RE: READ (sr,*, end = 1006, err=1006) (N,YMP(N),YMN(N),ROTCP(N),ROTCN(N),M=1,NUMCST)

>>No, the blasted thing works, it has been like that since 1968. 

That very well have worked in 1968 pre-optimizing compilers, or now in Debug build, but this may be an issue with optimized code depending on the particulars of the Fortran standard regarding the volatility of indices in the read-in list. Note, this is not completely unlike redefining the loop control variable from within a DO loop. IOW, at what point in time is N evaluated?

 Perhaps Steve L. can respond to this?

 

Jim Dempsey

 

 

JohnNichols
Valued Contributor II
702 Views

Ah...........  I only use debug mode even when I put it on a far away computer.  Release is a pain.  

I just saw it yesterday, while I was trying to turn ULARC in a Monte Carlo system.   I am having some interesting issues with MKL and the Gaussian distributions.  

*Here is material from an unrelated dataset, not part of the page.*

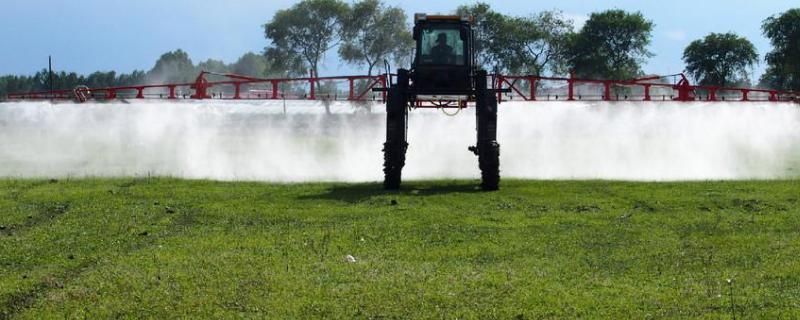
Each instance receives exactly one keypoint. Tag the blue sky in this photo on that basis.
(89, 35)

I have fixed it so it is proper in a modern sense.  

It is just fun to look at the olden days.  

jimdempseyatthecove
Black Belt
761 Views

As for efficiency, generate the assembly code (or use the debugger and examine the disassembly). Your line 1 loop is performing more work than simply reading in the arrays.

Jim Dempsey

Ron_Green
Moderator
759 Views

I think looking at the assembly with -S is the right answer. 

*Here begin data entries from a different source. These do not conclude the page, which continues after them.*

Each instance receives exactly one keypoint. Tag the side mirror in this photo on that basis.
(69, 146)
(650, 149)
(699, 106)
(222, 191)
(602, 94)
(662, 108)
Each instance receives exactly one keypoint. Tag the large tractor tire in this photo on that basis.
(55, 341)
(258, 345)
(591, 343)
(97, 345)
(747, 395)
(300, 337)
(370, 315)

The optimizer is sure to get involved with the first DO loop.  So settings around optimization, vectorization, and FP model come into play and will affect the assembly for this loop.   there are FP ops in the DO loop, but not in the IO Implied Do on line 17 so the optimizer may just pass over it and leave alone and toss it to the FRTL. 

Our FRTL guru said about the same "only way to tell really is to look at the assembly" since there are things outside of the Fortran Front End at play here.

 

JohnNichols
Valued Contributor II
717 Views

Ron:

Programs become so complex, one person cannot know it all.  

Thanks 

I am going to change the code so both reads are inside full do loops. Makes it easier to read and remove the N. 

John

JohnNichols
Valued Contributor II
628 Views

Jim:

I downloaded the Ularc program from the UCB site and the manual.  They are attached.  

 

These files were updated in 1986 by someone at Peking University.  It is interesting to look at the old code.  

John

 

JohnNichols
Valued Contributor II
627 Views

I have always wondered why a natural logarithm is log   and not ln in Fortran? 

Steve_Lionel
Black Belt Retired Employee
617 Views

Both log and ln are used in math for this function. 

JohnNichols
Valued Contributor II
609 Views

We used log tables in high school and log meant base 10 and ln meant base e.  

mecej4
Black Belt
607 Views

The name "ln" is attributable to Irving Stringham; see Article 75 of his book, Uniplanar Algebra. Adoption of this notation across the pond was slow.

JohnNichols
Valued Contributor II
605 Views

My Kaplan and Lewis has a nice explanation on page 41, saying that Ln is modern and log is old fashioned for natural logarithm.  Book published in 1971 although I am sure there are old KL versions.  

I have always used KL for my math since Feb 1975. 

JohnNichols
Valued Contributor II
603 Views

Neat and thank you - a fun read, would have made an interesting textbook, a bit like my fluid mechanics in Physics 2.